別所温泉の素晴らしい建築(柏屋別荘と倉沢蚕室)に引き続いて、上田市内の常田館製糸場を訪ねました。
新幹線の駅に近いところに、下写真のような建築が堂々とした姿を見せています。重要文化財の「四階繭倉庫」(1910)です。まさに蚕都上田です。
工場の中を見学することができます。上写真の建物は非公開ですが、重要文化財の3つの建物を見ることができます。まずは「五階鉄筋繭倉庫」(1926)。アールデコっぽいデザインを感じます。
中はRCの堅固な作りです。
前面の回廊で、隣の木造の繭倉庫と結ばれています。
離れてみると、結構サマになる姿、立ち姿です。
前回のブログで紹介した、倉澤蚕室(1920)と共通する外観です。漆喰の白い壁と各層につく、霧除け庇。こちらの方が古くて、左側の「三階繭倉庫」が1903年、右の「五階繭倉庫」が1905年です。構造的には土蔵造りということになるようです。

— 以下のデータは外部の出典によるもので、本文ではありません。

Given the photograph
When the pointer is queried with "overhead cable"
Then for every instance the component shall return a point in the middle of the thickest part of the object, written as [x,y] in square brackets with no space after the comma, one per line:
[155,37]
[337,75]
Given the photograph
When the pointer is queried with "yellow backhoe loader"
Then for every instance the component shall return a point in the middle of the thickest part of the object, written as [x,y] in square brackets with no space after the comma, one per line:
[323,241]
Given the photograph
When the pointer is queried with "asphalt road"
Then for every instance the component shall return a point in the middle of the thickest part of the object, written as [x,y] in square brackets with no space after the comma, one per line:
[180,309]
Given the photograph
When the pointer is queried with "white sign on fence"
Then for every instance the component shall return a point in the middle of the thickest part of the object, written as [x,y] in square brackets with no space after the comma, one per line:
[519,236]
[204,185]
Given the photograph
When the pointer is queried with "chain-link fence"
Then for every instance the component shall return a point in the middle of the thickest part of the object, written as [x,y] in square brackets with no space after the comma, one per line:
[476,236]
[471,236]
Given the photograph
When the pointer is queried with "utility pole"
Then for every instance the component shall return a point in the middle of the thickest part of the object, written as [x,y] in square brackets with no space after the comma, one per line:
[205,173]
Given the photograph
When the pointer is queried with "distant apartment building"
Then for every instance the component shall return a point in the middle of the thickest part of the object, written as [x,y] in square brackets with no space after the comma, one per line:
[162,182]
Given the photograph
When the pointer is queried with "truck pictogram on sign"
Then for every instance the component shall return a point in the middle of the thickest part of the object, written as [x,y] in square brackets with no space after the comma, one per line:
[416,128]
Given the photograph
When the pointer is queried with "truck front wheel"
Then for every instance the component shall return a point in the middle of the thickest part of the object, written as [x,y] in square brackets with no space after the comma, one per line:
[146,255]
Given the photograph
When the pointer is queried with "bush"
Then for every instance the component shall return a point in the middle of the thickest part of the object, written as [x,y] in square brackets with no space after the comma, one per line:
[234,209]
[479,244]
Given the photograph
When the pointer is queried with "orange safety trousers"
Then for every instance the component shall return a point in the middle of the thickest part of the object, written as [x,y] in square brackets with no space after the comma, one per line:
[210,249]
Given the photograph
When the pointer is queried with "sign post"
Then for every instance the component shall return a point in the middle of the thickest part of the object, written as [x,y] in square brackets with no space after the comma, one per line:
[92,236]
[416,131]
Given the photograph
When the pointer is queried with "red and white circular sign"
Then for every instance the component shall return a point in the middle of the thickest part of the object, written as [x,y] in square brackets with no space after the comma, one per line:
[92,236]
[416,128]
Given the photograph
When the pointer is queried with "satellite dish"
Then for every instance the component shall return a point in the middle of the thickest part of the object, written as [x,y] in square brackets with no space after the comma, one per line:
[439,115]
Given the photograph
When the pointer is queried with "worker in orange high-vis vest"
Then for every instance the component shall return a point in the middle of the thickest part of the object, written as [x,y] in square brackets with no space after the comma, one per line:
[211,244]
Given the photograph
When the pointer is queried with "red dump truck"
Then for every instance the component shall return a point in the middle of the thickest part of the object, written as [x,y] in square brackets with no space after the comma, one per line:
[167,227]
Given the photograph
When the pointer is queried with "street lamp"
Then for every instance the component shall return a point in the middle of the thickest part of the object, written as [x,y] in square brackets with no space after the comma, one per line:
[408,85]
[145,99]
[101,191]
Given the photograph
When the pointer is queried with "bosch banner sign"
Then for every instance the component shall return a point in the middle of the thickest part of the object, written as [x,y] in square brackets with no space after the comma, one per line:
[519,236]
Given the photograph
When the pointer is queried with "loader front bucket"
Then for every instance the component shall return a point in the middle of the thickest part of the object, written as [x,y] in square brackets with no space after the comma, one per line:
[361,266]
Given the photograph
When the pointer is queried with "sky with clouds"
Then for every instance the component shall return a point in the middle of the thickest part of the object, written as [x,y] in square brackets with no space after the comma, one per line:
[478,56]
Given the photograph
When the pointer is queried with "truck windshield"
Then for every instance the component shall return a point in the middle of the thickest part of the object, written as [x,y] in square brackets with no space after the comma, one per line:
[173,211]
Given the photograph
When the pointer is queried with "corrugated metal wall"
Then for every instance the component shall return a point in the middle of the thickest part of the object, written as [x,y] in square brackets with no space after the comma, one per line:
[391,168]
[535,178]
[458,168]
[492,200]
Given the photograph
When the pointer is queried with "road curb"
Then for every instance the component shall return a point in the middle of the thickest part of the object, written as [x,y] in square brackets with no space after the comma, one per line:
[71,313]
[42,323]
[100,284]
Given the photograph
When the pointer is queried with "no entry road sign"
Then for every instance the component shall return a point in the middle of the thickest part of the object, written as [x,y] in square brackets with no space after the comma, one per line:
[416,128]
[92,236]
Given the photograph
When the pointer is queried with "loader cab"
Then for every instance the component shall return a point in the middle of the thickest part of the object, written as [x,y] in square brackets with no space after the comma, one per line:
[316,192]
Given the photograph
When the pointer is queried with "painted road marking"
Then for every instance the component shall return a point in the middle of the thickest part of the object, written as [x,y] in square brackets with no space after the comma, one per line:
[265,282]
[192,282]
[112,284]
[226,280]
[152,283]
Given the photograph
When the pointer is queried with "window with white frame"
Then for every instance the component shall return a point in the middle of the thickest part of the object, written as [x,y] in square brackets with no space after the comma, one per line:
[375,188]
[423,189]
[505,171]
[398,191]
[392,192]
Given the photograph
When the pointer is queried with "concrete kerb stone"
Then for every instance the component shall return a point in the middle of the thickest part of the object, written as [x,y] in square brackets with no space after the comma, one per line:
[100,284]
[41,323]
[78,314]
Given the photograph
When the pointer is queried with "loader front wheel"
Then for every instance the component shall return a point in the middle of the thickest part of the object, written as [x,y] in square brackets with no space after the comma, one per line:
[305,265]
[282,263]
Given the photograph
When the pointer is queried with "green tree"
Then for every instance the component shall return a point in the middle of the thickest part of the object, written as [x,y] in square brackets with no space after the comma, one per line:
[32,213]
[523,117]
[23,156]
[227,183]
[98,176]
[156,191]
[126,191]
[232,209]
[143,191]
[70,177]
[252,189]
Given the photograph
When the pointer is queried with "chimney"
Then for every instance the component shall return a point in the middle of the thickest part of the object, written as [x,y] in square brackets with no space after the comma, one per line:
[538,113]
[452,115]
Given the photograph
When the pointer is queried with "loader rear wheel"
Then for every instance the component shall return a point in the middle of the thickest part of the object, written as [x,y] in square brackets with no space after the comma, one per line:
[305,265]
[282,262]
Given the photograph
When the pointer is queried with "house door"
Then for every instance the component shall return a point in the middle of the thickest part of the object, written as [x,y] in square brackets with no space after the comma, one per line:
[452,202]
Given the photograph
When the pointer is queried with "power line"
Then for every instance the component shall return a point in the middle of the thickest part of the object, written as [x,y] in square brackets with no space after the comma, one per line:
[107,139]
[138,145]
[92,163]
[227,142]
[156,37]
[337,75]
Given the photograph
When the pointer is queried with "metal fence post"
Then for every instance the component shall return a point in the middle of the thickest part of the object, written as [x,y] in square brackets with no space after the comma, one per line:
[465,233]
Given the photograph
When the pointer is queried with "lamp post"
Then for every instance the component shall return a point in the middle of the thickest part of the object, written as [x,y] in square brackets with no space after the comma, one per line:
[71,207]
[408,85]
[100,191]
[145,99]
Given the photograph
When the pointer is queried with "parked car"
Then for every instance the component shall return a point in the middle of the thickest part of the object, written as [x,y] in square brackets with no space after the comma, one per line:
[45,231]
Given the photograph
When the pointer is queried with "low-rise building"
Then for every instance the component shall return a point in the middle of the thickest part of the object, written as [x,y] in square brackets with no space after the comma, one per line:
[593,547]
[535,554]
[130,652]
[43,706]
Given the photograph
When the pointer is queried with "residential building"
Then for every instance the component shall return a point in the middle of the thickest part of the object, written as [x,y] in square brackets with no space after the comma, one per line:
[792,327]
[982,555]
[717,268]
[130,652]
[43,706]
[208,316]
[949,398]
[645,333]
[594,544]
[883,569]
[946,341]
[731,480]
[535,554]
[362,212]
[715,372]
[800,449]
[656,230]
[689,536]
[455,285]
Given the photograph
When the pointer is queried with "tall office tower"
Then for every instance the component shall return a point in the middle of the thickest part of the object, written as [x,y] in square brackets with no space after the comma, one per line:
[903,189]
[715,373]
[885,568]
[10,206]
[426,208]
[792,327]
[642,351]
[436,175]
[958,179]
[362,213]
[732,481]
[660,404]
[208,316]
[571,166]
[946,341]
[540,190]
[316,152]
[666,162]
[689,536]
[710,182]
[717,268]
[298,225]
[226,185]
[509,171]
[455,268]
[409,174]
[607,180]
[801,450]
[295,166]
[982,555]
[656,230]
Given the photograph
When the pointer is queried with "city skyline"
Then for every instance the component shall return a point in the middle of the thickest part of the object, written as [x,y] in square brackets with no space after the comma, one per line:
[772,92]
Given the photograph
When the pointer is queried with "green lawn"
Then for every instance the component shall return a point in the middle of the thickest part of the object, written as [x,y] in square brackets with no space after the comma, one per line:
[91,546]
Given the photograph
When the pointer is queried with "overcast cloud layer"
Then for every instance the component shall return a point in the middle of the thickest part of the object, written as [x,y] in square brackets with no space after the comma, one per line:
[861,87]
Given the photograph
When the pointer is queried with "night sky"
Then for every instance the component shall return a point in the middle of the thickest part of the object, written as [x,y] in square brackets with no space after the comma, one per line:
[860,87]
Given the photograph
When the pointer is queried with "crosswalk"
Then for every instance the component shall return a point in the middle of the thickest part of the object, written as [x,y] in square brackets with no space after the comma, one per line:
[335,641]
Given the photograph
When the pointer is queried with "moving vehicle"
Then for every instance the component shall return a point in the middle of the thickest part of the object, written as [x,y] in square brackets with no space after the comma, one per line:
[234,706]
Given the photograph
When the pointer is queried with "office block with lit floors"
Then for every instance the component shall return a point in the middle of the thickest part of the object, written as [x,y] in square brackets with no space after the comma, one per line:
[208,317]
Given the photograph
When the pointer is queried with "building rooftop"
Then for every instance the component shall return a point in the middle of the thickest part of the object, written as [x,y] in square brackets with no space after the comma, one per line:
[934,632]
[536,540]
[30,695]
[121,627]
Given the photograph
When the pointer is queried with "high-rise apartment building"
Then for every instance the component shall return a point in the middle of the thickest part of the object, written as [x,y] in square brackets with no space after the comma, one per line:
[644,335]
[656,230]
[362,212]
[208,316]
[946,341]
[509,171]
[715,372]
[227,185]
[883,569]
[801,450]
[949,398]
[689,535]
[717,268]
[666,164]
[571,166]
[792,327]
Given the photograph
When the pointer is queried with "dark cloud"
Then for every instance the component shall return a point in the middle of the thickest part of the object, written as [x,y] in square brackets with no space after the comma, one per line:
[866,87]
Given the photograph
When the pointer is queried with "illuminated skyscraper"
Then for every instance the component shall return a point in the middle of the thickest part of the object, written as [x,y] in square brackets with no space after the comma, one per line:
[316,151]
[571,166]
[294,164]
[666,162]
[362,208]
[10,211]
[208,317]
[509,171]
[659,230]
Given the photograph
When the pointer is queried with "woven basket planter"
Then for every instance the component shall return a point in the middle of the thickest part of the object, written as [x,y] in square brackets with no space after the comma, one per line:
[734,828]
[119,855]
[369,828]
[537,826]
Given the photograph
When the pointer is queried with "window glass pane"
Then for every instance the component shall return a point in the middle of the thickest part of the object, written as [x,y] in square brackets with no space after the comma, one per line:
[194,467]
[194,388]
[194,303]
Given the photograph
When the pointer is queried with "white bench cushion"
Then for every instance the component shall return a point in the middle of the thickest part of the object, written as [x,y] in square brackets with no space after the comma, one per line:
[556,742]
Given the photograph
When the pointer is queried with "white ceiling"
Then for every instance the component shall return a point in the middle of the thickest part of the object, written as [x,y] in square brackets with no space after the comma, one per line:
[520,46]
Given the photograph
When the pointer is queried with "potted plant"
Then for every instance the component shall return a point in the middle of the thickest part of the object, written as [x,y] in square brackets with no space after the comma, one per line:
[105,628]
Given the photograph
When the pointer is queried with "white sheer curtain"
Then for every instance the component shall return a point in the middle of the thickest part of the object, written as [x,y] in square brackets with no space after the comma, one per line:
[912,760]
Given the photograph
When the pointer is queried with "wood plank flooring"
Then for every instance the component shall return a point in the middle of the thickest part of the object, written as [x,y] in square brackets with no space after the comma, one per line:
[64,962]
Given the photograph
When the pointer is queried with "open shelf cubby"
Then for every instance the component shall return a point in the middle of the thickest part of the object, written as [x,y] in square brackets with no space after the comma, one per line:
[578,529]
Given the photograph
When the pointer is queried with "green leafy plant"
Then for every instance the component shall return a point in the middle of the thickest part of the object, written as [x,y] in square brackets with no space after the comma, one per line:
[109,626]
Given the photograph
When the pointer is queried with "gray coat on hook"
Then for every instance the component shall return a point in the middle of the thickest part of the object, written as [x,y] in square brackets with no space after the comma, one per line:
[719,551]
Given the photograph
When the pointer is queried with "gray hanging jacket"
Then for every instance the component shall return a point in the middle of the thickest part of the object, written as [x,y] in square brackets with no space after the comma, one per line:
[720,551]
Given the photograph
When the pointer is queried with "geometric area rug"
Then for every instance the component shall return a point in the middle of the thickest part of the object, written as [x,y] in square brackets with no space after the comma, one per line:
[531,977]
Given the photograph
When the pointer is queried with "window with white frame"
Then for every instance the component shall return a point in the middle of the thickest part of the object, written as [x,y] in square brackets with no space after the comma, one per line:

回廊を通り、繭倉庫に入ります。急な階段で上階に導かれます。
基本的に倉庫です。規則的に柱が並びますが、桁行方向、三間毎に太い通し柱です。
最上階に来るとトラスの小屋組みもきれいに見えます。
柱に貫穴のように見える小穴は、下の解説写真を見るとよくわかります。蚕棚を載せるための仕掛けです。
外を眺めると、工場の全景(一部?)が見えます。正面の平屋は繰糸棟です。かつては同じような棟が何棟も軒を接していました。
下写真の右手に見える煙突も市の指定文化財で、同時に国の近代化産業遺産にもなっています。
信州では、諏訪地方、岡谷とか塩尻などが蚕糸業の中心だというイメージがありました。上田が蚕都と呼ばれた一大産地であったことは、恥ずかしながら今回の旅で知ることになりました。上州との関係、日本海側や東北の蚕糸地帯との関係など、少し勉強をして、頭の中を整理する必要がありそうです。